I’m working on a task that involves generating a large number of textures in Blender using Python (bpy). While I can automate the creation of shader nodes, I’m struggling to extract the resulting texture images efficiently. Currently, I render the images, but this involves saving them to files, which isn’t necessary for my task and adds significant runtime overhead.
Since my textures are 2D and only depend on the shader nodes (lighting, camera angle, etc., are irrelevant), I’m wondering:
Is there a way to render an image and access the pixel values directly from a script, without saving to a file?
Alternatively, is there another method to directly sample the output of the shader nodes?
And are there any recommended settings for rendering it with lowest latency?
The simplest way is to have a plane in your scene, and bake it with the bpy.ops.object.bake operator.
You could plug the texture directly to the Material Output node, and bake ‘Emit’, which should be rather fast, and doesn’t need to execute closure operations (as it does in a normal rendering).
Thought it’s possible to go even deeper and use the baking API from blender, it’s far more complicated, as you need to deal with buffers, object IDs, primitive IDs, UVs, derivatives, etc.
That sounds very interesting, can you elaborate how can I do that? From one attempt with baking it seemed that I have to use the cycles engine and that was much much slower then a full render.
This is the code I have:
In this case, you don’t need too much samples for baking. The default of 1024 is way too much. If your texture doesn’t have a lot of small details that need to be over sampled (like very small noise patterns), you can get away with 1 to 32 samples per pixel. That will render very fast (in my laptop, a 8k texture, takes about 2 to 4 seconds to bake).
So you could add this to your script: bpy.context.scene.cycles.samples = 16
Also, you don’t need the ‘PrincipledBsdf’ (specially if you’re baking ‘Emit’).
So you can plug the color_ramp directly to the material output.
#replace last link with:
links.new(color_ramp.outputs["Color"], nodes["Material Output"].inputs["Surface"])
After calling the bake operator, you can read the pixels from the img data.
For example, reading the color of the [512, 256] pixel can be done as:
w = img.size[1]
coord = (512 + 256 * w) * 4
pixel_color = Color(img.pixels[coord:coord+3])
# Color data type don't have alpha, but you can access it also with:
rgba = img.pixels[coord:coord+4]
You could also save the image to a file: img.save_render(filepath='C:\\tmp\\texture_baked.png')
The only way I can imagine, is to replicate all nodes in OpenGL and use the gpu module to render the texture to an offscreen buffer.

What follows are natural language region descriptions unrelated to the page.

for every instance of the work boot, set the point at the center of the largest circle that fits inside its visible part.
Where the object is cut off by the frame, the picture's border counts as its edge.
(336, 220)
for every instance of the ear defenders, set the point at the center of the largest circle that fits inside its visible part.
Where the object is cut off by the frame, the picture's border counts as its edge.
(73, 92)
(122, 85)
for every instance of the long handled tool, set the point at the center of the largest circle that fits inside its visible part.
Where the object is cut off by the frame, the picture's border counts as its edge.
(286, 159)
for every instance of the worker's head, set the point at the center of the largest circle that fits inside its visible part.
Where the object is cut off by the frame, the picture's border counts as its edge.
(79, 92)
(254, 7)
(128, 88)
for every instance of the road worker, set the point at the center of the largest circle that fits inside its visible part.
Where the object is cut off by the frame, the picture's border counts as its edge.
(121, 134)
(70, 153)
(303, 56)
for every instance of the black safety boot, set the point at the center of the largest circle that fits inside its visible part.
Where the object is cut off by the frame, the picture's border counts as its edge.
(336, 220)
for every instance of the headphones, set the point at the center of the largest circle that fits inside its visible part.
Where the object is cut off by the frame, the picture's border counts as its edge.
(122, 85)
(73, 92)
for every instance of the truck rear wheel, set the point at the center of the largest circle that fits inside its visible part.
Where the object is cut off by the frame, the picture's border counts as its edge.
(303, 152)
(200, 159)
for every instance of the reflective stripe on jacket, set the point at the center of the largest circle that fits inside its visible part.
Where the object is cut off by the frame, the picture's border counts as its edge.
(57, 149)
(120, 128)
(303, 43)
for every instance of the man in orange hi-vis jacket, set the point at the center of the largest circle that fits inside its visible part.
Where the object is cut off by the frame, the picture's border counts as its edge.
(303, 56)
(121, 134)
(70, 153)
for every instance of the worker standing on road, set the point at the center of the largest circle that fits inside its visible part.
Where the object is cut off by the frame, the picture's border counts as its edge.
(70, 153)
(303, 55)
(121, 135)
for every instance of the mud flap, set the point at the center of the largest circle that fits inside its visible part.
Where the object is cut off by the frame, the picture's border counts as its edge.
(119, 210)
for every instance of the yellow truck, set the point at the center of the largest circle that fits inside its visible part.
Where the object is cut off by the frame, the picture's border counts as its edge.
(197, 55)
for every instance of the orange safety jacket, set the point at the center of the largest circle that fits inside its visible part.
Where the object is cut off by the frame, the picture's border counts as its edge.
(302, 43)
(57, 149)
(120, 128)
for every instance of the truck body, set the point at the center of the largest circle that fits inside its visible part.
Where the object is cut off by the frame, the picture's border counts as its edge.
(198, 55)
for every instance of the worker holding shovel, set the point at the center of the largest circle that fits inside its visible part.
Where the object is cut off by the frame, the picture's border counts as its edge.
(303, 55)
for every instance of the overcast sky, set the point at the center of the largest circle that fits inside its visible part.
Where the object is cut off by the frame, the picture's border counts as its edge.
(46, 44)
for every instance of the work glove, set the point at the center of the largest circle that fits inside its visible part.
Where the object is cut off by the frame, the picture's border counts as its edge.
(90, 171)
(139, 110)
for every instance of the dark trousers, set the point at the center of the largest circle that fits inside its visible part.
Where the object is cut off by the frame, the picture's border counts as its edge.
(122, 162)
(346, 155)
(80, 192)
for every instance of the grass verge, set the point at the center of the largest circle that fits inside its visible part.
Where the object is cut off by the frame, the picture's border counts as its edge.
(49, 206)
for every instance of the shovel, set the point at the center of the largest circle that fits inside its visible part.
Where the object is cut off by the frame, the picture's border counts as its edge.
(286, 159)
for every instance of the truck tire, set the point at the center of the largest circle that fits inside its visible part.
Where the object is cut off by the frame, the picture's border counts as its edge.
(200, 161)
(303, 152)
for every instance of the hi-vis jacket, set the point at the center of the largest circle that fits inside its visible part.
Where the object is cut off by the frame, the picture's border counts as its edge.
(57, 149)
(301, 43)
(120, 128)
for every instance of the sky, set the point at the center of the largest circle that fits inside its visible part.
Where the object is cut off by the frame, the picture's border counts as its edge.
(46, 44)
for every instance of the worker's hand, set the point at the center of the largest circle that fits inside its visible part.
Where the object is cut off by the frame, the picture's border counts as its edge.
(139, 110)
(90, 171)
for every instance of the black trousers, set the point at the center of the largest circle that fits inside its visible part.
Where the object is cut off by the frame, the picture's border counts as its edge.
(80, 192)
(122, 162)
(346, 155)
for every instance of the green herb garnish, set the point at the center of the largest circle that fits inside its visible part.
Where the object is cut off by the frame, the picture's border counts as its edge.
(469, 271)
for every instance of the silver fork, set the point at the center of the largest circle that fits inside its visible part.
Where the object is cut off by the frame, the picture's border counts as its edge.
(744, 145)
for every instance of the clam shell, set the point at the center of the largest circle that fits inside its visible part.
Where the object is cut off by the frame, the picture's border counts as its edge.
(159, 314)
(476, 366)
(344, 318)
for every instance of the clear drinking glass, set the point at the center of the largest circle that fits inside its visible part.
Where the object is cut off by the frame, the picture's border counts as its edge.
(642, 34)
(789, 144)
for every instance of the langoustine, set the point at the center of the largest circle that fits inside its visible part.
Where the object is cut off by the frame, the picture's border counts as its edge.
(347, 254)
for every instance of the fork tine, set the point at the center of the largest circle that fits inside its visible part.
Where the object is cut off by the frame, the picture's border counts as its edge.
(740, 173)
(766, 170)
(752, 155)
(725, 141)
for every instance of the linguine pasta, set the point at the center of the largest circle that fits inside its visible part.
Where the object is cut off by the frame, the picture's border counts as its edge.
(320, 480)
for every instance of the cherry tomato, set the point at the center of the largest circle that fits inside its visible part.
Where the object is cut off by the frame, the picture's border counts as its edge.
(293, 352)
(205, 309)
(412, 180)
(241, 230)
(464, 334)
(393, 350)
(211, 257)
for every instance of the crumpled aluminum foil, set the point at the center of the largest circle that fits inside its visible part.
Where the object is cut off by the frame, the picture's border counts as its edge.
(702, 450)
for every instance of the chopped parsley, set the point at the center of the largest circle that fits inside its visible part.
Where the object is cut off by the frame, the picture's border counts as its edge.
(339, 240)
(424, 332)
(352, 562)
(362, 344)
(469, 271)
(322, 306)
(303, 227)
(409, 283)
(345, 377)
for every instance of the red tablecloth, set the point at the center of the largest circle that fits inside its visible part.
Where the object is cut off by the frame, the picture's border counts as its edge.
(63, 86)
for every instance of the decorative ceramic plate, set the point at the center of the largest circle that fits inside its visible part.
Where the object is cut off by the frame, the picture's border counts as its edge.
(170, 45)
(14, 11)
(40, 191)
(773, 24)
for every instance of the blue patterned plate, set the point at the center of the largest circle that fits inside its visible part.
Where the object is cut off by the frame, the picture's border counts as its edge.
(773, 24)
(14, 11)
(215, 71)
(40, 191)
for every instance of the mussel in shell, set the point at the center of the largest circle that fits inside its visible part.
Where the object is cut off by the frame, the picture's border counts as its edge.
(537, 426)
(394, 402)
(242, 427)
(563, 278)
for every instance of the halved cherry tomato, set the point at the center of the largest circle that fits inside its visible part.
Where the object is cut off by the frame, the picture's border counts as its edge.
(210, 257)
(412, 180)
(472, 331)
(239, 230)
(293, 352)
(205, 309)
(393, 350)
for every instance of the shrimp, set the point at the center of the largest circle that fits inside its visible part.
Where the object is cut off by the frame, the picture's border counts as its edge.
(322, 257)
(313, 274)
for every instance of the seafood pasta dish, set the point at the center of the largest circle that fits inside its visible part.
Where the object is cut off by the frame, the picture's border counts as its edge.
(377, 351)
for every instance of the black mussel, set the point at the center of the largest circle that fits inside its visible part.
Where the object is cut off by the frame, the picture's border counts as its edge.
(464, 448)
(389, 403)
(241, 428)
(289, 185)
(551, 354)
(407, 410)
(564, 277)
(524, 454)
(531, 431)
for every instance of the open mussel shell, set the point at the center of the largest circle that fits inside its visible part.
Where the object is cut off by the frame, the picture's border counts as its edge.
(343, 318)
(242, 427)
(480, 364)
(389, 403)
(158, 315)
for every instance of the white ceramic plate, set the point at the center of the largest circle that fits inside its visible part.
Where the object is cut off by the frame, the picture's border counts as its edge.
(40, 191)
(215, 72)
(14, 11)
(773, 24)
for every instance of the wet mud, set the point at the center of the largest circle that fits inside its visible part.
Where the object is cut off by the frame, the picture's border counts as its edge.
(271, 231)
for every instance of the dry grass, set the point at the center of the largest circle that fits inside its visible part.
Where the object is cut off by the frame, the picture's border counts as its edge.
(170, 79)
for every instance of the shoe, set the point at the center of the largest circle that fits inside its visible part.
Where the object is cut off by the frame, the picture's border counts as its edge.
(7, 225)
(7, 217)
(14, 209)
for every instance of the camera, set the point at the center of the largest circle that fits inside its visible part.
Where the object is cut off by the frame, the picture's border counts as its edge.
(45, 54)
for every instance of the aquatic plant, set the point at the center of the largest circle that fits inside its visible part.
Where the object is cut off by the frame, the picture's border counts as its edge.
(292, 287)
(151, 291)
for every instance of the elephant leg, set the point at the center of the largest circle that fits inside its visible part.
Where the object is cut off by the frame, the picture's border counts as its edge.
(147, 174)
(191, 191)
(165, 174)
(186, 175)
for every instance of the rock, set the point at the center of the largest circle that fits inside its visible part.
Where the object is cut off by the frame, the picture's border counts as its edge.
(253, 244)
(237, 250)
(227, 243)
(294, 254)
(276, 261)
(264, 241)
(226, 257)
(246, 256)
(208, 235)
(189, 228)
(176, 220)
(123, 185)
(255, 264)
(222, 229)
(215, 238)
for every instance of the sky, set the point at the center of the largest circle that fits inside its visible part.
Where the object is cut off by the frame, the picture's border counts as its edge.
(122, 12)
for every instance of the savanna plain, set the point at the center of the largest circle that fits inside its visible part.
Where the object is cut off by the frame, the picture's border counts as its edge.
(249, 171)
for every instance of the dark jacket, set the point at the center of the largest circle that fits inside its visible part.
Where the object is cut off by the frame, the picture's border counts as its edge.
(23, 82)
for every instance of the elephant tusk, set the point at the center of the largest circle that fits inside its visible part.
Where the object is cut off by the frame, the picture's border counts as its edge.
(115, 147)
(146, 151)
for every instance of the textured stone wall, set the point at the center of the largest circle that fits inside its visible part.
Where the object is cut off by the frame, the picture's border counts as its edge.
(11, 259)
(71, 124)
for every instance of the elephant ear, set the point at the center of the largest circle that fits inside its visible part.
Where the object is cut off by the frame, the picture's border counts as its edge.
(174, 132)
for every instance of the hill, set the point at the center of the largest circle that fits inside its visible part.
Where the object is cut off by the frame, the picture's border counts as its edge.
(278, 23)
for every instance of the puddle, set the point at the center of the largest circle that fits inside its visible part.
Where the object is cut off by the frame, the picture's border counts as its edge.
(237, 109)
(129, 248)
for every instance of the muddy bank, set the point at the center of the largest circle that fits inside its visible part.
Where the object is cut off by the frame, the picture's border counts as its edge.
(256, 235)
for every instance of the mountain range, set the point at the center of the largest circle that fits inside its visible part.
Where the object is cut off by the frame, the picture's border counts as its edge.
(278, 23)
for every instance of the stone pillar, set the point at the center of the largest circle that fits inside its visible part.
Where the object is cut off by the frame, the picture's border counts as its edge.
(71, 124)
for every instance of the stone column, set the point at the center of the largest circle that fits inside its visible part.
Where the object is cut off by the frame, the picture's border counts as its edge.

This is far more advanced than you might expect… If you download an older version of Blender (prior to Eevee), you can get the OpenGl code for most nodes (the older ones) from the material itself. But this option is no longer available (thought that glsl code would still work in current blender versions).
Thanks… that does sound overly complicated. I’m surprised there isn’t a more straightforward way to accomplish what I’m trying to do. Looks like I will have to live with the 100ms for each texture.